The fellow then saw me standing with the photo box in my hands, salivating, wondering what was in the white candy box he was holding. He said, "Are you interested?" I hope my grab wasn't too rude. I looked inside and was delighted! Lovely old 1930s dolls, clothes, accessories. Lots of goodies, most not completely cut-out.
Now comes the problem. Who are these people? I know from the style they're from the 1930s, but for the life of me I cannot find them in any of my Mary Young paper doll reference books. I'm sure they're in there, but I'm just not finding them. So if someone out there in the darkness staring at their screen can give me a hint I'd be most grateful. I'd like to mentally name them other than "Fanny May Wedding Party" which I'm sure is a very sweet (sorry) name, but I need to know the facts.
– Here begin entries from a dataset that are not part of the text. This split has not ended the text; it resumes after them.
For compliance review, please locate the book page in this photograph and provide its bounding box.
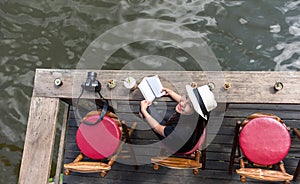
[138,78,155,102]
[146,75,165,97]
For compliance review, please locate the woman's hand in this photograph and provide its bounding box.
[161,88,174,97]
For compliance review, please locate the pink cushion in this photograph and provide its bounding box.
[239,117,291,165]
[180,128,206,155]
[76,115,121,160]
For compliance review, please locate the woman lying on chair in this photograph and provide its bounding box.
[140,85,217,153]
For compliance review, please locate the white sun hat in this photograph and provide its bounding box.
[185,85,217,120]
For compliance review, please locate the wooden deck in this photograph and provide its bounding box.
[19,69,300,184]
[64,102,300,184]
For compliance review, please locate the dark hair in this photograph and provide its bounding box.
[178,113,209,153]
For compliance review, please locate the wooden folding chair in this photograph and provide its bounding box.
[151,128,206,175]
[293,128,300,181]
[229,113,293,183]
[64,111,136,177]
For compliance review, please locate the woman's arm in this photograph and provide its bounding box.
[162,88,181,103]
[141,100,166,137]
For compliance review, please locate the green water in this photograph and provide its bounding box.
[0,0,300,183]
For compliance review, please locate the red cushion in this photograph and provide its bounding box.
[76,115,121,160]
[239,117,291,165]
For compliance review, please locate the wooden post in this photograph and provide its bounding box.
[19,97,59,184]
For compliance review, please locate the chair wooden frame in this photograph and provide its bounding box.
[228,113,292,184]
[293,128,300,181]
[64,110,137,177]
[151,128,206,175]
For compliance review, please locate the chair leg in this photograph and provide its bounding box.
[64,153,83,176]
[293,128,300,181]
[293,157,300,181]
[201,148,206,170]
[228,121,241,175]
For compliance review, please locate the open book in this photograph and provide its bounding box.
[138,75,165,102]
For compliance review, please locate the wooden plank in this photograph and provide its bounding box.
[33,69,300,104]
[19,97,59,184]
And yes, there is a groom. Now mind you apparently the company figured he wouldn't get played with much because he's on the same paper as the clothes, unlike all the other dolls which were punched out from the cover. Poor groom. I imagine not many survived. Ain't that always the way when you get this many women in a room with one guy? Okay, the fact that he is slightly effeminate...pretty much the given with paper dolls. The guys almost always look like one of the girls. I guess they were less threatening. I really don't know.
Click on any image to see it larger.
Oh yeah, amongst the photos they passed up, the "famous" melon eating pig I posted at my vernacular photography site. I left that sale a very happy girl.
UPDATE: Thanks to Linda at The Paper Collector who has identified the set as Wedding of the Paper Dolls from 1935, published by Merrill Publishing. It was illustrated by Lucille Webster. A reprint of this was available several years ago, but I haven't seen it recently. Now that we know the name of it keep your eyes open for the repro. The illustrations really are lovely!